It’s Time for a Conversation: Navigating Changes in Education

This article was published in the Ames Tribune.

Leaving an entire system on autopilot does a disservice to students, school districts, and the taxpayer.

Governor Kim Reynolds has introduced legislation aimed at reforming the state’s Area Education Agencies (AEAs), stirring vigorous debate among the public. Some of the bill’s reforms could directly affect property taxes, but their significance lies in broader governmental reform efforts. As largely independent agencies in the space between state and local governments, AEAs raise important questions about cost effectiveness and streamlining operations on one hand, and transparency and public accountability, on the other.

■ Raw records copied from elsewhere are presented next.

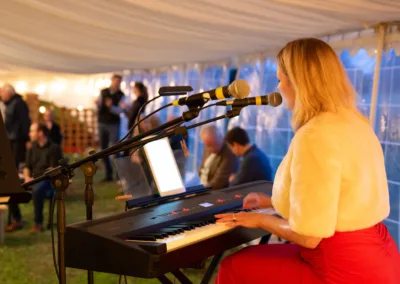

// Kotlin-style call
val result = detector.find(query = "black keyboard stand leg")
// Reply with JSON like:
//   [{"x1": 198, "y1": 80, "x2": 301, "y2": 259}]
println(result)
[
  {"x1": 200, "y1": 253, "x2": 224, "y2": 284},
  {"x1": 172, "y1": 270, "x2": 192, "y2": 284},
  {"x1": 158, "y1": 275, "x2": 173, "y2": 284},
  {"x1": 259, "y1": 233, "x2": 272, "y2": 245}
]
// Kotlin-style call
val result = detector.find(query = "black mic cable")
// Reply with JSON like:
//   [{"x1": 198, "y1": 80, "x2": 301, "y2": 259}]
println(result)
[{"x1": 118, "y1": 95, "x2": 164, "y2": 143}]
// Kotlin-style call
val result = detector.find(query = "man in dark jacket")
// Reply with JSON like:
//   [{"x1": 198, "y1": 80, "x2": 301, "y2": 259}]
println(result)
[
  {"x1": 0, "y1": 83, "x2": 31, "y2": 231},
  {"x1": 96, "y1": 74, "x2": 125, "y2": 181},
  {"x1": 225, "y1": 127, "x2": 273, "y2": 186},
  {"x1": 24, "y1": 123, "x2": 63, "y2": 232},
  {"x1": 43, "y1": 109, "x2": 62, "y2": 145}
]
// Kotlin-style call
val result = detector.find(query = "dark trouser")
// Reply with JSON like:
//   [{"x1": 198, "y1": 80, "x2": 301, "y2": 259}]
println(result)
[
  {"x1": 8, "y1": 203, "x2": 22, "y2": 222},
  {"x1": 98, "y1": 123, "x2": 120, "y2": 180},
  {"x1": 10, "y1": 140, "x2": 27, "y2": 166},
  {"x1": 32, "y1": 180, "x2": 53, "y2": 225},
  {"x1": 9, "y1": 140, "x2": 26, "y2": 223}
]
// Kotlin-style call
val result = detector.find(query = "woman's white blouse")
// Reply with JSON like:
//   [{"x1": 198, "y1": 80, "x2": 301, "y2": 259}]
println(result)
[{"x1": 271, "y1": 110, "x2": 390, "y2": 238}]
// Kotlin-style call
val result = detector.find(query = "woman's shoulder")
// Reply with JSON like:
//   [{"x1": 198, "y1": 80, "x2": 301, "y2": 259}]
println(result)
[
  {"x1": 296, "y1": 109, "x2": 366, "y2": 139},
  {"x1": 293, "y1": 112, "x2": 347, "y2": 151}
]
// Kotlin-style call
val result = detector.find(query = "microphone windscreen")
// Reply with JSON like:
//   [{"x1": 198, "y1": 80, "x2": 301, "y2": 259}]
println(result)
[
  {"x1": 228, "y1": 79, "x2": 250, "y2": 99},
  {"x1": 268, "y1": 92, "x2": 283, "y2": 107}
]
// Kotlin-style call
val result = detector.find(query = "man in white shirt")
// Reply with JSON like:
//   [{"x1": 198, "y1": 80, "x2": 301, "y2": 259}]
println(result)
[
  {"x1": 198, "y1": 125, "x2": 238, "y2": 189},
  {"x1": 0, "y1": 100, "x2": 5, "y2": 119}
]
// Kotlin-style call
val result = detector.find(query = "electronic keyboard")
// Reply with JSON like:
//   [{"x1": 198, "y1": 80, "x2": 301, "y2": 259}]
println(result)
[{"x1": 65, "y1": 181, "x2": 274, "y2": 279}]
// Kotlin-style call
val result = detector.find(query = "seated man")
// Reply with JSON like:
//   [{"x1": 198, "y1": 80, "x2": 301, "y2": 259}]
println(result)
[
  {"x1": 24, "y1": 123, "x2": 63, "y2": 233},
  {"x1": 225, "y1": 127, "x2": 273, "y2": 186},
  {"x1": 198, "y1": 125, "x2": 238, "y2": 189}
]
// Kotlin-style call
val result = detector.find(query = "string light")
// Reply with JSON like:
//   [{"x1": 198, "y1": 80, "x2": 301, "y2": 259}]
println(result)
[
  {"x1": 14, "y1": 81, "x2": 27, "y2": 93},
  {"x1": 35, "y1": 84, "x2": 46, "y2": 95}
]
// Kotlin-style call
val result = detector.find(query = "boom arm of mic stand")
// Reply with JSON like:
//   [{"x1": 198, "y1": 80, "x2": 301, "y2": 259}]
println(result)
[{"x1": 103, "y1": 108, "x2": 243, "y2": 155}]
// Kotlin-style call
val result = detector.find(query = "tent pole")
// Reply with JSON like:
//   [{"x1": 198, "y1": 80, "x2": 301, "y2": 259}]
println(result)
[
  {"x1": 369, "y1": 23, "x2": 386, "y2": 127},
  {"x1": 192, "y1": 64, "x2": 203, "y2": 172}
]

The nine AEAs in Iowa provide an assortment of educational and related services to school districts, not only working with students who have special needs, but also conducting teacher professional training, performing graphic design and media-related services, and delivering other resources. In fiscal year 2023, their total budget was over $529 million, with funding from a mix of federal, state, and local sources. Property taxes provide 19 percent of AEAs’ revenue.

The sheer size of these agencies, with thousands of people on the payroll, and their intimate involvement in the vital area of education justify a serious conversation about how best to utilize taxpayer dollars and deliver services. Each school district should have a say as to how to meet the needs of its students, and the state must have some level of oversight authority.

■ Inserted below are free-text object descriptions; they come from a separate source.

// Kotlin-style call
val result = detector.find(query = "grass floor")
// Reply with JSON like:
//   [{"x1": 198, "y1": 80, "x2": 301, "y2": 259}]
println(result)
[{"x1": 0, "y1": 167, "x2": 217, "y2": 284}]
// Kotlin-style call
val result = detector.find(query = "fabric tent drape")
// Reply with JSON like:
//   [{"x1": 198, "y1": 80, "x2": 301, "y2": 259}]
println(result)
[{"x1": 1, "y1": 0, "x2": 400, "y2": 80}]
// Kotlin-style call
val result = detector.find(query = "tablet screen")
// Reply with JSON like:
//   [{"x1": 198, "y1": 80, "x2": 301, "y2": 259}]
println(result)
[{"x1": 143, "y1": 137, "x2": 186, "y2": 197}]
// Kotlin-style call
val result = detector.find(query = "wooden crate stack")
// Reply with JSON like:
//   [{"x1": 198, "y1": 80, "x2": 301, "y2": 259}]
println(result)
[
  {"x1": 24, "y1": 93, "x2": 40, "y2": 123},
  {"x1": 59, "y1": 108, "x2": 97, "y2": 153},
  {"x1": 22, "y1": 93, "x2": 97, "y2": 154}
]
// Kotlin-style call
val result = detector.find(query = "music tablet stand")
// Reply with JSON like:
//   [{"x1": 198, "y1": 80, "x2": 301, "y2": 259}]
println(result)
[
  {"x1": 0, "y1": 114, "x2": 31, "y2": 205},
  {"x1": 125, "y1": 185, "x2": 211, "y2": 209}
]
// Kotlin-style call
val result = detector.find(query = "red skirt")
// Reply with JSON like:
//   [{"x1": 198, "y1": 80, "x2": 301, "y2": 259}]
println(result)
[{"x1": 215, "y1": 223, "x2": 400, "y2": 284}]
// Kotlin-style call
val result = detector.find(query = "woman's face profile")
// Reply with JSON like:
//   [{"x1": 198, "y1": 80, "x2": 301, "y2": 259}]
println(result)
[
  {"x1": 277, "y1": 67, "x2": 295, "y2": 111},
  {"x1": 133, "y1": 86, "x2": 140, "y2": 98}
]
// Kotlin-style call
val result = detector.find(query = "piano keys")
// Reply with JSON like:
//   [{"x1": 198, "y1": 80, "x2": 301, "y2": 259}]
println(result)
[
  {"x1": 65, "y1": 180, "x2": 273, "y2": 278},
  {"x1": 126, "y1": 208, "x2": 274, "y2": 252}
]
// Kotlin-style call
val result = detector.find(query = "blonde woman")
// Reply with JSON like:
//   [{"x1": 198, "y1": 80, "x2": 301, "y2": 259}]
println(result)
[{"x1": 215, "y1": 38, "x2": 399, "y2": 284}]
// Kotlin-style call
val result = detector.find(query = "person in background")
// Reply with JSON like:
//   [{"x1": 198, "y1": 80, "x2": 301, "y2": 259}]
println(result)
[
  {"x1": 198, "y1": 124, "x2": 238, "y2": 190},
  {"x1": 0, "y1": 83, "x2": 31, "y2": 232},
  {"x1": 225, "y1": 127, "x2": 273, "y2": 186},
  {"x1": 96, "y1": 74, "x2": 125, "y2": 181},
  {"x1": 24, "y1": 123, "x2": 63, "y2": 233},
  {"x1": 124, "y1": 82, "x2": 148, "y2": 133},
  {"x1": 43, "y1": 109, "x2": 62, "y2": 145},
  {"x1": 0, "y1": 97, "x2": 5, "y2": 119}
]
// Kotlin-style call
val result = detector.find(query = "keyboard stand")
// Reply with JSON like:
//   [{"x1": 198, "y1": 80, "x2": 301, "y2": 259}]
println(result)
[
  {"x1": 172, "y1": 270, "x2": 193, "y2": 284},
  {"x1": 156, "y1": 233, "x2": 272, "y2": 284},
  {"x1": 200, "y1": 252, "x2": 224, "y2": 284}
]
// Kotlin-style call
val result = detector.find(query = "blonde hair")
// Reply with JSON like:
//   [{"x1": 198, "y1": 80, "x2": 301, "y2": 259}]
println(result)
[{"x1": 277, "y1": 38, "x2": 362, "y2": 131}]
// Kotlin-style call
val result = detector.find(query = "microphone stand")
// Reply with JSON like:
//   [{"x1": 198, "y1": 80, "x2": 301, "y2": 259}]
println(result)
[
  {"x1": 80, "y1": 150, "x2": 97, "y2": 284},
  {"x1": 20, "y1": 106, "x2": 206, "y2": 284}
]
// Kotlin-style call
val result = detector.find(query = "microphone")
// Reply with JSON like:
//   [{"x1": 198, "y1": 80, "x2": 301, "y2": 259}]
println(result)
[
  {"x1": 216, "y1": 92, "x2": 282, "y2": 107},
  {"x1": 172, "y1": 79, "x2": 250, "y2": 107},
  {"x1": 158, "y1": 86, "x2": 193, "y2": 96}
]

In her Condition of the State speech, Governor Reynolds asserted emphatically that her intent is not to reduce funding for educational services, especially for students with special needs, but to allow school districts flexibility to serve their students and stop paying for services they aren’t using. They could continue to utilize services from their own AEAs, look to other AEAs in the state, contract with outside providers, or hire their own professional staff within the district, all under the observing eyes of the Iowa Department of Education.

The reaction to Reynolds’s announcement from some Iowans displays a baffling, if also predictable, attitude. If the services provided by Iowa’s AEAs are critical, the need for transparency and accountability is even more important, not less. The public’s strong feelings about changes to the system reinforce the necessity for the state to ensure it performs effectively. Instead of recoiling at the hint of review, education stakeholders should rush to the table for serious discussions. Simply accepting the status quo and leaving an entire system on autopilot does a disservice to students, school districts, and the taxpayer.

Where services provided by the AEAs aren’t critical, reconsidering the expense is in keeping with Governor Reynolds’s focus on streamlining government, which can also potentially lead to property tax relief. In fiscal year 2020, local governments collected over $6 billion in property taxes from Iowans. School districts – the leading driver of property tax bills – accounted for close to $2.5 billion of that. Education also consumes nearly 56 percent of the state General Fund budget.

In recent years, Iowa’s state government has modernized, and its bureaucracy has been reduced. During the last legislative session, the legislature passed the first comprehensive state government reform measure in 40 years. For instance, Iowa consolidated 37 executive branch cabinet agencies down to 16. Governor Reynolds has also launched an executive-led review of Iowa’s regulatory code to eliminate excessive and out-of-date regulations. The legislature is currently considering the recommendation of the Boards and Commissions Review committee to eliminate or consolidate 111 out of 256 Boards and Commissions.

Making changes to our state’s education system is also nothing new. This governor and Iowa’s legislature recently expanded parental choice: reducing barriers to open enrollment, expanding charter schools, and implementing a universal education savings account (ESA) program known as Students First Education Savings Accounts. During their first year, utilization of ESAs has far surpassed initial projections, demonstrating the demand for flexibility and options in education.

Continued increases in spending prove the priority Iowa’s leaders place on education.  As the legislature considers AEA reforms, maintaining the quality and accessibility of essential services for students with significant needs deserves attention. Schools require more than just money to do that, however; they must have greater flexibility to determine how to best serve their students.